Acanthosis Nigricans Screening
The Texas Risk Assessment for Type 2 Diabetes in Children is a legislatively mandated program developed, coordinated, and administrated by The University of Texas Pan-American Border Health Office (BHO). The program assesses children who may be at high risk of developing Type 2 Diabetes in Texas Education Agency Regional Education Service Centers 1, 2, 3, 4, 10, 11, 13, 15, 18, 19, and 20. During vision/hearing and scoliosis screenings of 1st, 3rd, 5th, and 7th graders in public and private schools, certified individuals assess children for the acanthosis nigricans marker, a skin condition that signals high insulin levels. Children who are positively identified with the marker undergo additional assessments of body mass index (BMI), BMI percentile, and blood pressure. Referrals are issued to the parents of these children, alerting each parent of their child's risk factors and encouraging further evaluation from a health professional. Becoming aware of and understanding what the risk factors suggest can help stimulate the changes necessary to prevent or delay future health problems for children at risk of developing Type 2 Diabetes and other conditions.
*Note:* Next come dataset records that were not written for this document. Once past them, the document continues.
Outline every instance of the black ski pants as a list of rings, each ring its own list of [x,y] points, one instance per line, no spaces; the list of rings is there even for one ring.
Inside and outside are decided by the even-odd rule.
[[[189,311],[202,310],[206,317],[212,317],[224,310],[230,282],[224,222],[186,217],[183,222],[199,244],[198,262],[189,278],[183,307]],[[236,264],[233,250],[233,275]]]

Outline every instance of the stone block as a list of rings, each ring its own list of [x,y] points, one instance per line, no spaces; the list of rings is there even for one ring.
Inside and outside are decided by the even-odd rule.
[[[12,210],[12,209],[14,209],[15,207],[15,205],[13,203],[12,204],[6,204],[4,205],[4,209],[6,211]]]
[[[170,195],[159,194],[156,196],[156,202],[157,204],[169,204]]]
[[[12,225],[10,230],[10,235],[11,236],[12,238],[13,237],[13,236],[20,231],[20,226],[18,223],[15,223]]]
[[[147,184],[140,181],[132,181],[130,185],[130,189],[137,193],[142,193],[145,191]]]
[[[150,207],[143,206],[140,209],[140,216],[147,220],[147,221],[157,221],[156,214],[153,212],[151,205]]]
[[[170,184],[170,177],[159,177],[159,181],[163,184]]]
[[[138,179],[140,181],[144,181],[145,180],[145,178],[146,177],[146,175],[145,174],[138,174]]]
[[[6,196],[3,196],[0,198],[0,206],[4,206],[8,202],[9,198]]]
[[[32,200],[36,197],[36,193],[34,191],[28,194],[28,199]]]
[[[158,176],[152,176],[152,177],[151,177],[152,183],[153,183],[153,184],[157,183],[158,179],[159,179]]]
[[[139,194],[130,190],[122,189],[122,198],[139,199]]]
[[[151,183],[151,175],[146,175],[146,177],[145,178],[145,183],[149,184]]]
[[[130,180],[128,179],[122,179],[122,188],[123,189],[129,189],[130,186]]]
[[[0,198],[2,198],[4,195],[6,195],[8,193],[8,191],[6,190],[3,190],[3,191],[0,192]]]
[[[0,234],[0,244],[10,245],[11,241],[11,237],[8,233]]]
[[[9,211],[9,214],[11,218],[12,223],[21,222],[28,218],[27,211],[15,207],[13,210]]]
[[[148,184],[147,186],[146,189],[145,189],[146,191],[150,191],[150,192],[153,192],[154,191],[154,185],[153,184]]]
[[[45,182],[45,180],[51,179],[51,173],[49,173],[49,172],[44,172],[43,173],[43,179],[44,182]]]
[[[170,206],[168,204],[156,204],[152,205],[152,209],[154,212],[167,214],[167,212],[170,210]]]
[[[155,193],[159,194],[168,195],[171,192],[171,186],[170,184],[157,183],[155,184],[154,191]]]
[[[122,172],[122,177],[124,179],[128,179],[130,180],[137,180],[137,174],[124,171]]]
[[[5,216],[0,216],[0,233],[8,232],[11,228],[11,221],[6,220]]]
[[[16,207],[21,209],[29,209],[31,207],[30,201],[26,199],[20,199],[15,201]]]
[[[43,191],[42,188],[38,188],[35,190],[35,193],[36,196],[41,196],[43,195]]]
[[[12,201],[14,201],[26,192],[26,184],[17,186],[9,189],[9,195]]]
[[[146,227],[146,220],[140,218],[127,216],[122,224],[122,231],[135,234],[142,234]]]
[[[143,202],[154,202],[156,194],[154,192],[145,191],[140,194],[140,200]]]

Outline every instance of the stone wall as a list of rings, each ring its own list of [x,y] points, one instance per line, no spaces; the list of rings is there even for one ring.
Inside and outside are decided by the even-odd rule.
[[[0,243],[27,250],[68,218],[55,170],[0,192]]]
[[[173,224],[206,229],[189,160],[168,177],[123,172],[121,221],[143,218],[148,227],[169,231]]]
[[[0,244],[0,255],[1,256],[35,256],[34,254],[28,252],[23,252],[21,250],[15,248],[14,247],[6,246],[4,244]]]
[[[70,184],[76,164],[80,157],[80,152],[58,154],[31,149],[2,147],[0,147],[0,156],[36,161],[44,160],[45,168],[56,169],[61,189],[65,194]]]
In 1985, the Texas Legislature passed House Bill 832 which requires screening for abnormal spinal curves for students in grades 6 and 9 attending public and private schools. The school is then required to notify the parents if a child shows any signs of a possible curvature. Screening should be done during the growth spurt years, ages 10-14 years (Grades 5-9), to detect spinal deformities early. The screening requirement for children entering grades 6 and 9 may be met if the child has been screened for spinal deformities by a physician and a record has been provided.